There are many software packages that permit the development of numerical applications using interval arithmetic. These are usually provided in the form of program libraries. There are also C++ and Fortran compilers that handle interval data types and suitable operations as a language extension, so interval arithmetic is supported directly.
Since 1967, Extensions for Scientific Computation (XSC) have been developed in the University of Karlsruhe for various programming languages, such as C++, Fortran, and Pascal. The first platform was a Zuse Z23, for which a new interval data type with appropriate elementary operators was made available. There followed in 1976, Pascal-SC, a Pascal variant on a Zilog Z80 that it made possible to create fast, complicated routines for automated result verification. Then came the Fortran 77-based ACRITH-XSC for the System/370 architecture (FORTRAN-SC), which was later delivered by IBM. Starting from 1991 one could produce code for C compilers with Pascal-XSC; a year later the C++ class library supported C-XSC on many different computer systems. In 1997, all XSC variants were made available under the GNU General Public License. At the beginning of 2000, C-XSC 2.0 was released under the leadership of the working group for scientific computation at the Bergische University of Wuppertal to correspond to the improved C++ standard.

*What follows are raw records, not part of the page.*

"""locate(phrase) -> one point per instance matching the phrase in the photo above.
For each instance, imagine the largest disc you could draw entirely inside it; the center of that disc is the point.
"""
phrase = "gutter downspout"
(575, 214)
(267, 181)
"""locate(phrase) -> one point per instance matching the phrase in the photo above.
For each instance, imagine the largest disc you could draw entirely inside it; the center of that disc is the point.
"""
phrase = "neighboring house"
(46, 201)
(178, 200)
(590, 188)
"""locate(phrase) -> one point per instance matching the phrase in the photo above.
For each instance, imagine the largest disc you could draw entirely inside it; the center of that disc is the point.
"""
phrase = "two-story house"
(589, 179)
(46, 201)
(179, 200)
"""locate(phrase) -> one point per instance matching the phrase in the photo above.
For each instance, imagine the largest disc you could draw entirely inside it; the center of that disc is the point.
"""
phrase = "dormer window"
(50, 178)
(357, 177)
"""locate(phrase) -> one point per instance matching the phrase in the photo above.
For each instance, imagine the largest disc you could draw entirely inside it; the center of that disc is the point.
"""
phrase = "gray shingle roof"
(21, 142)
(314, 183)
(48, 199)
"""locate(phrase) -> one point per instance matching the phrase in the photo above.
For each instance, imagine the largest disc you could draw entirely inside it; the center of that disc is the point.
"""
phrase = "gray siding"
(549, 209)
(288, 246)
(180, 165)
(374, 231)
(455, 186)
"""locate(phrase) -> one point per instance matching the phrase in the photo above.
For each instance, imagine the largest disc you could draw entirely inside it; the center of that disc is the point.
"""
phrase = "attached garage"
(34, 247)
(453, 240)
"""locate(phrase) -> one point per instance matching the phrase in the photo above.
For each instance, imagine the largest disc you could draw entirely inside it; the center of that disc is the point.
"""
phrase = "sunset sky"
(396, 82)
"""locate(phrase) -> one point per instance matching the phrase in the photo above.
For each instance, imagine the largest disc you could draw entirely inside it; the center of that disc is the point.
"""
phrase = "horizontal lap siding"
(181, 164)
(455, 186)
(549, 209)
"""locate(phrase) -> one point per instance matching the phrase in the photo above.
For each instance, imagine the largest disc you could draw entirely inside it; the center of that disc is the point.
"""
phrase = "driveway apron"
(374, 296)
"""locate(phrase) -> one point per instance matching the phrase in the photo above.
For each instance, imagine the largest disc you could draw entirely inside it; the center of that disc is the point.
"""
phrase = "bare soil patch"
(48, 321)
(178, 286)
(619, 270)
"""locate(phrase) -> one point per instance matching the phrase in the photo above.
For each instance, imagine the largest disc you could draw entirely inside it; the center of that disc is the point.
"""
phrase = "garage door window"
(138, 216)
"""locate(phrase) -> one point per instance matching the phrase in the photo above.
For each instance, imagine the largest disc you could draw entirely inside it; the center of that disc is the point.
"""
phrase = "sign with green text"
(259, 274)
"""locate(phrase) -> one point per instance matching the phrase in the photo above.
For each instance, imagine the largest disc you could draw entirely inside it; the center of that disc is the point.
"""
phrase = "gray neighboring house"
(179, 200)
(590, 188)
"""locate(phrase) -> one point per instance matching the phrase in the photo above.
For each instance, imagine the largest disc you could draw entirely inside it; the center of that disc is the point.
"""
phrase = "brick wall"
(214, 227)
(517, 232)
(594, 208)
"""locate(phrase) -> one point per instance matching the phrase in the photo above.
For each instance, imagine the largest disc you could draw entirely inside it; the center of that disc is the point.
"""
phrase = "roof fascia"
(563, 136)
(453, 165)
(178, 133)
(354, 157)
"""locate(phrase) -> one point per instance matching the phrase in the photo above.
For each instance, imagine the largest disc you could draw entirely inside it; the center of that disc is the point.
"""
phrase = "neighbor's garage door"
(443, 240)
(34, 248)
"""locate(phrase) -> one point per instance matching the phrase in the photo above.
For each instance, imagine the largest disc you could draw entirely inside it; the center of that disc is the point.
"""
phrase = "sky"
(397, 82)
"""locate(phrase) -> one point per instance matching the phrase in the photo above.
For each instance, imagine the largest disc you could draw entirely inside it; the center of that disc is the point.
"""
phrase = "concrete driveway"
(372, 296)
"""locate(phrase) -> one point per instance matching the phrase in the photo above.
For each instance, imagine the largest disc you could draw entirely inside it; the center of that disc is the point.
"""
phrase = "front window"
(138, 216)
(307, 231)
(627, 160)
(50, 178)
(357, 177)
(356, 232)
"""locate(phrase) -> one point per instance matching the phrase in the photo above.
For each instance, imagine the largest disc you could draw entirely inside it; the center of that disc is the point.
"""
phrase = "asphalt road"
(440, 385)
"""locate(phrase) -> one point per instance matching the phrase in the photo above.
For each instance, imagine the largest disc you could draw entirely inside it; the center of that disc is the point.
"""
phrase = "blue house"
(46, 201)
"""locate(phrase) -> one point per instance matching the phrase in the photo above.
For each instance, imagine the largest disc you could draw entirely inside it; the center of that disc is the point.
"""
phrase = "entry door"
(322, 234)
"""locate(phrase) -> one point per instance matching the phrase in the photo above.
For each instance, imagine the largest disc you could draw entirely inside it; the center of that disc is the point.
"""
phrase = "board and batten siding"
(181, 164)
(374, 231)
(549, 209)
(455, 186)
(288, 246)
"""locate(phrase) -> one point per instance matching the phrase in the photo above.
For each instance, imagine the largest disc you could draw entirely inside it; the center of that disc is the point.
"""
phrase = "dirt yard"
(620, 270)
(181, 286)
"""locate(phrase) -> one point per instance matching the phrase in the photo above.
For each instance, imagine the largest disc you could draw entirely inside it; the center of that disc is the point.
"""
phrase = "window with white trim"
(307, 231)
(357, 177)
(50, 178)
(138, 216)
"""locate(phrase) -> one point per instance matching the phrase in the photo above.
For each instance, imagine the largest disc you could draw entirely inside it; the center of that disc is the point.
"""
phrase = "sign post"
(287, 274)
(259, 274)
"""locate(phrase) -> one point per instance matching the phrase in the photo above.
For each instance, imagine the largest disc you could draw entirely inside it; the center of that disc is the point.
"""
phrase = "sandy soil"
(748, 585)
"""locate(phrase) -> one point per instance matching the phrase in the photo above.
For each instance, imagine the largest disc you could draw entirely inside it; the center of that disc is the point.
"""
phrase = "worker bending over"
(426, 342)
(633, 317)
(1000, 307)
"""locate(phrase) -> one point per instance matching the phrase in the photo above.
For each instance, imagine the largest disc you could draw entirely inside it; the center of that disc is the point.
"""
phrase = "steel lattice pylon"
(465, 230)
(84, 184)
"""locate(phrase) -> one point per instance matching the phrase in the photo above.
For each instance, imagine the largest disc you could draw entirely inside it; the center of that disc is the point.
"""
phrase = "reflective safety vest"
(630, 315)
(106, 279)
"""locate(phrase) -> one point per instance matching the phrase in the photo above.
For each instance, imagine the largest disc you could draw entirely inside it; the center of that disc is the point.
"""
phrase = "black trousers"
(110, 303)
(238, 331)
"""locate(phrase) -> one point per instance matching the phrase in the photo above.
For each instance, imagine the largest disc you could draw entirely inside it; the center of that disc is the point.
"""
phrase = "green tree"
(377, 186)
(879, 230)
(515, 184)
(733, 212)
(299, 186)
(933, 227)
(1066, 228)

Another C++-class library was created in 1993 at the Hamburg University of Technology called Profil/BIAS (Programmer's Runtime Optimized Fast Interval Library, Basic Interval Arithmetic), which made the usual interval operations more user-friendly. It emphasized the efficient use of hardware, portability, and independence of a particular presentation of intervals.
The Boost collection of C++ libraries contains a template class for intervals. Its authors are aiming to have interval arithmetic in the standard C++ language.

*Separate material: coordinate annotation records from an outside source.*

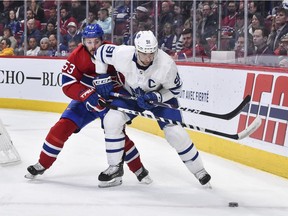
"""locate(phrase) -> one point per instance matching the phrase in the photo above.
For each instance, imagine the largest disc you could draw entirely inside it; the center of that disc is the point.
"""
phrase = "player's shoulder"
(80, 49)
(164, 58)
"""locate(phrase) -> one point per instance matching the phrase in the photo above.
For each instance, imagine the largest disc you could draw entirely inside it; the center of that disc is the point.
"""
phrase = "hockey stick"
(246, 132)
(226, 116)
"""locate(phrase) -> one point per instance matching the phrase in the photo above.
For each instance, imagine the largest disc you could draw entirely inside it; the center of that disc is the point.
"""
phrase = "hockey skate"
(112, 176)
(143, 176)
(34, 170)
(203, 177)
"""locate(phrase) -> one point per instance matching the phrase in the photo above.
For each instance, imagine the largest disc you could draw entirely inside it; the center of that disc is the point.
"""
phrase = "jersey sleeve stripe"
(101, 54)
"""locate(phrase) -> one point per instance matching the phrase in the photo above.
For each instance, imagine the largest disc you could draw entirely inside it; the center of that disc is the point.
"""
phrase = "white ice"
(69, 187)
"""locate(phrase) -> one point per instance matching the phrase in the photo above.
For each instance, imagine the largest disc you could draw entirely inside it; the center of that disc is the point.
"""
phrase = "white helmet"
(146, 42)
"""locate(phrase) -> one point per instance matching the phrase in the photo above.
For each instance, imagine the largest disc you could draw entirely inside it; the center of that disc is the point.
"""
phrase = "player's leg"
(179, 139)
(132, 158)
(114, 124)
(72, 120)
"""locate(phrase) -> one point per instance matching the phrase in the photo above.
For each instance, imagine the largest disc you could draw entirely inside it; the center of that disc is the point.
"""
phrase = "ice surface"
(69, 187)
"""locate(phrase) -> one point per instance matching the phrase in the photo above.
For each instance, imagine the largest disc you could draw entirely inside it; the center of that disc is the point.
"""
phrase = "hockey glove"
(91, 100)
(143, 100)
(103, 85)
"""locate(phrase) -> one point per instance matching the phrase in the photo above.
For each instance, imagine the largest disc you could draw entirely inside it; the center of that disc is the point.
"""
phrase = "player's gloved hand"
(91, 100)
(143, 100)
(103, 85)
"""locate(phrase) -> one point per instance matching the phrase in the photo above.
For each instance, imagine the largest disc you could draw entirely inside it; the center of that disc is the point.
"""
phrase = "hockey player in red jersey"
(78, 74)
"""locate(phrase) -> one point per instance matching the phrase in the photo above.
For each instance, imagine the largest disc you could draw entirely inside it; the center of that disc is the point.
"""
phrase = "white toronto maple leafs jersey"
(162, 75)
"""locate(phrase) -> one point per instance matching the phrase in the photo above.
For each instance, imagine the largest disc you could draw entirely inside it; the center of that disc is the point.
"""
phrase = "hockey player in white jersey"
(150, 75)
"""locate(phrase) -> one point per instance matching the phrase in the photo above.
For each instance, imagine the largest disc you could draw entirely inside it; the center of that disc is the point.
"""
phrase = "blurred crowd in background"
(239, 32)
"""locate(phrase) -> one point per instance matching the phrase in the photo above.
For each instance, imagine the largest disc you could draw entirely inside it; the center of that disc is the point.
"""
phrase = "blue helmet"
(92, 31)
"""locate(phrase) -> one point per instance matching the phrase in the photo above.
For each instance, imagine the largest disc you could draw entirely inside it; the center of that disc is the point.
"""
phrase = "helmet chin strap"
(138, 59)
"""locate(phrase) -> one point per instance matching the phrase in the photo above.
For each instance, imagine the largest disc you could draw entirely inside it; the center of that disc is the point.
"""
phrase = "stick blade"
(251, 128)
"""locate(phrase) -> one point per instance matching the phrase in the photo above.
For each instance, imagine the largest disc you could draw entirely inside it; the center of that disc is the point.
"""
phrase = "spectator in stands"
(166, 16)
(72, 45)
(72, 33)
(108, 5)
(187, 51)
(33, 47)
(4, 12)
(94, 6)
(239, 25)
(65, 19)
(166, 42)
(91, 19)
(254, 7)
(44, 47)
(6, 49)
(279, 29)
(50, 29)
(239, 47)
(52, 15)
(53, 46)
(142, 14)
(7, 33)
(30, 15)
(257, 21)
(263, 54)
(178, 15)
(208, 23)
(32, 31)
(212, 42)
(104, 21)
(283, 51)
(37, 11)
(78, 11)
(230, 19)
(13, 23)
(177, 44)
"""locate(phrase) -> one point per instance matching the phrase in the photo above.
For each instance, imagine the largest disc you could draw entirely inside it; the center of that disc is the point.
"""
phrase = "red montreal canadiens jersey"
(79, 71)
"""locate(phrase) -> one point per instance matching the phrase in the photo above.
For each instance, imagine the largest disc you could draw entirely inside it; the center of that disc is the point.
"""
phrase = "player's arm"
(172, 85)
(104, 57)
(71, 76)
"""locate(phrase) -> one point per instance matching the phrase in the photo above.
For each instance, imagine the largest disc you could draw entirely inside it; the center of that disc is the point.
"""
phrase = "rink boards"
(35, 84)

The Frink programming language has an implementation of interval arithmetic that handles arbitrary-precision numbers. Programs written in Frink can use intervals without rewriting or recompilation.
GAOL is another C++ interval arithmetic library that is unique in that it offers the relational interval operators used in interval constraint programming.
The Moore library is an efficient implementation of interval arithmetic in C++. It provides intervals with endpoints of arbitrary precision and is based on the concepts feature of C++.
The Julia programming language has an implementation of interval arithmetics along with high-level features, such as root-finding (for both real and complex-valued functions) and interval constraint programming, via the ValidatedNumerics.jl package.
In addition, computer algebra systems, such as FriCAS, Mathematica, Maple, Maxima (software) and MuPAD, can handle intervals. A Matlab extension Intlab builds on BLAS routines, and the Toolbox b4m makes a Profil/BIAS interface. Moreover, the Software Euler Math Toolbox includes an interval arithmetic.
A library for the functional language OCaml was written in assembly language and C.
A standard for interval arithmetic, IEEE Std 1788-2015, has been approved in June 2015. Two reference implementations are freely available. These have been developed by members of the standard's working group: The libieeep1788 library for C++, and the interval package for GNU Octave.
A minimal subset of the standard, IEEE Std 1788.1-2017, has been approved in December 2017 and published in February 2018. It should be easier to implement and may speed production of implementations.
Several international conferences or workshops take place every year in the world. The main conference is probably SCAN (International Symposium on Scientific Computing, Computer Arithmetic, and Verified Numerical Computation), but there is also SWIM (Small Workshop on Interval Methods), PPAM (International Conference on Parallel Processing and Applied Mathematics), REC (International Workshop on Reliable Engineering Computing).